The winners of the 2019 UIC Awards for Creative Activity have been announced, and UIC English professor and Director of the Freshwater Lab Rachel Havrelock and professor and Head of the Department Lisa Freeman are among the honorees.

Out of 79 applications from humanities, arts, and social sciences faculty for funding of special creative projects, 45 were chosen. All proposals were reviewed by at least three UIC faculty and subsequently by a panel comprised of the Awards for Creative Activity Review Committee.

Profs. Freeman and Havrelock's project descriptions are below.

R/18:  Re-Activating the Repertoire, A Performance Research Collective for Restoration and Eighteenth-Century Drama (Lisa Freeman)

R/18 is a multi-year international partnership between theatre practitioners, companies, and scholars of performance devoted to opening new horizons for theatrical research and the production of plays from the long eighteenth century (1660-1850).  Our objectives are threefold:  to deepen and diversify the repertoire of plays currently being produced; to engage theatre-going publics in the project of restoring vital scripts to life; and to act as drivers of performance research and performance pedagogy in the field. In addition to exploring collaborative work with various theatres, directors, and producers, the award will support both a graduate workshop and a scholarly and artistic symposium to be held respectively in Spring 2021 and Fall 2021under the auspices of the Center for Renaissance Studies at the Newberry Library.

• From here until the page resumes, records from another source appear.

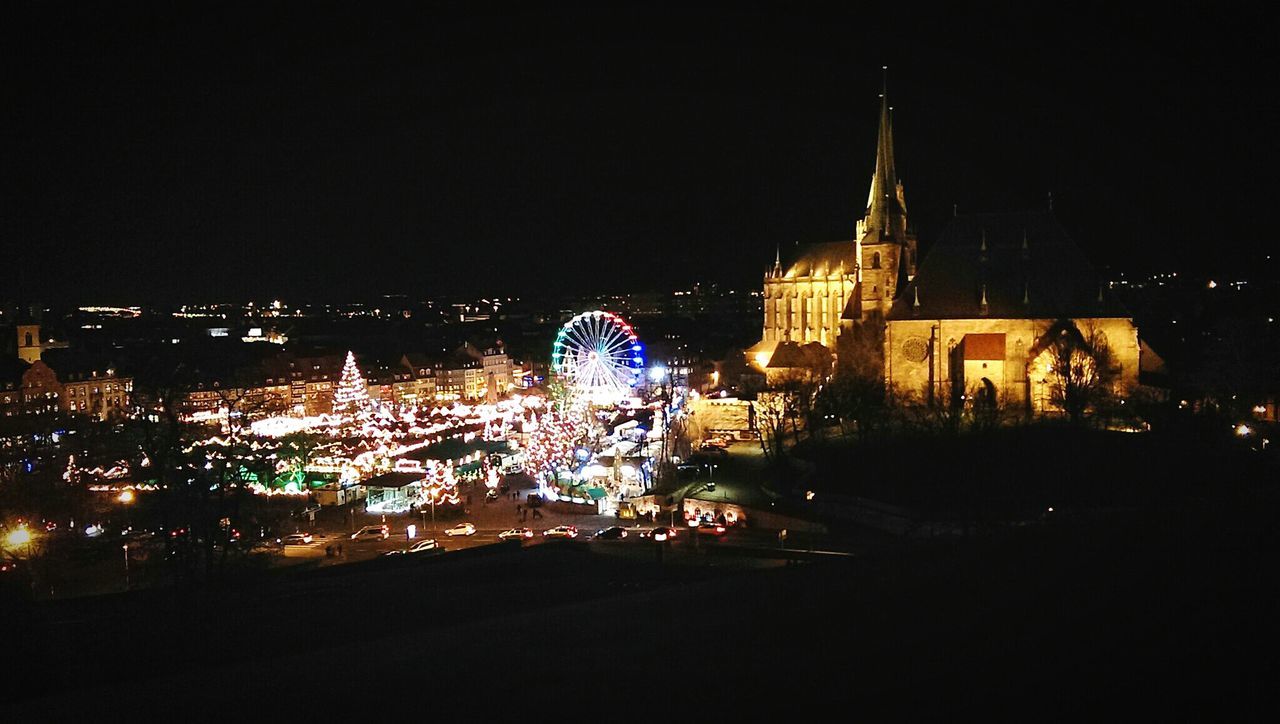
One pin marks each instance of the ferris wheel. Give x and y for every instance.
(598, 356)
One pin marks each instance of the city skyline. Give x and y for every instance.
(288, 155)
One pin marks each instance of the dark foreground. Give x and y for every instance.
(1164, 614)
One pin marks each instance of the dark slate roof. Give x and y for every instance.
(1046, 278)
(12, 370)
(794, 354)
(823, 259)
(74, 365)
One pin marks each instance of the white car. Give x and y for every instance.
(429, 544)
(561, 532)
(371, 534)
(461, 530)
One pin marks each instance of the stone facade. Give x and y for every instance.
(931, 357)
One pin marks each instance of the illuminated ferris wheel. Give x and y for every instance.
(598, 356)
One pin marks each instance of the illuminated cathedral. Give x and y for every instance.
(978, 320)
(835, 284)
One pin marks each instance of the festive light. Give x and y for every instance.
(351, 395)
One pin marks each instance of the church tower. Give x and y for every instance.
(886, 243)
(832, 285)
(28, 343)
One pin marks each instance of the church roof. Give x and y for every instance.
(823, 259)
(810, 356)
(1006, 266)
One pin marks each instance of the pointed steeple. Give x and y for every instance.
(885, 212)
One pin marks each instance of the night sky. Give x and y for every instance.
(223, 152)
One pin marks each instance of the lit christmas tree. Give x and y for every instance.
(352, 394)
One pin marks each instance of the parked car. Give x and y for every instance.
(659, 534)
(429, 544)
(371, 534)
(461, 530)
(561, 532)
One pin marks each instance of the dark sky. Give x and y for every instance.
(178, 151)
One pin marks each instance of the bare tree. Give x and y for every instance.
(1080, 367)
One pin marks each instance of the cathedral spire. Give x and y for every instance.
(885, 211)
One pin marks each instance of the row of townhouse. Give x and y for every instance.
(305, 384)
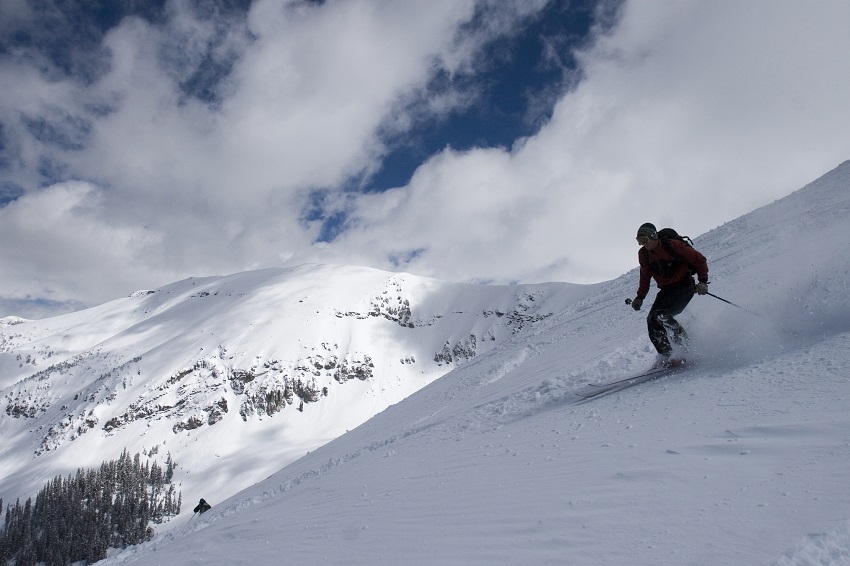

Chicago River Campus (Rachel Havrelock)

In 1900 the Chicago River was reversed to flow backward, away from the city and toward storied American rivers that empty into the Gulf of Mexico. A watercourse that had meandered through wetlands and emptied into Lake Michigan became the Chicago Sanitary and Ship Canal, a name born of its dual purpose. For one hundred and twenty years, the canal has moved human waste and industrial refuse southward and circulated raw materials and commodities by barge. More than a retrospective, our research documents a contemporary moment in which the canal has been rebranded as the Chicago River. Our multidisciplinary study of real estate patterns, urban communities, legacy pollution, and water ecosystems will result in five field stations along the river. At the field stations, UIC faculty and students in conjunction with community members will reflect and reimagine the waterway through artistic and public humanities events.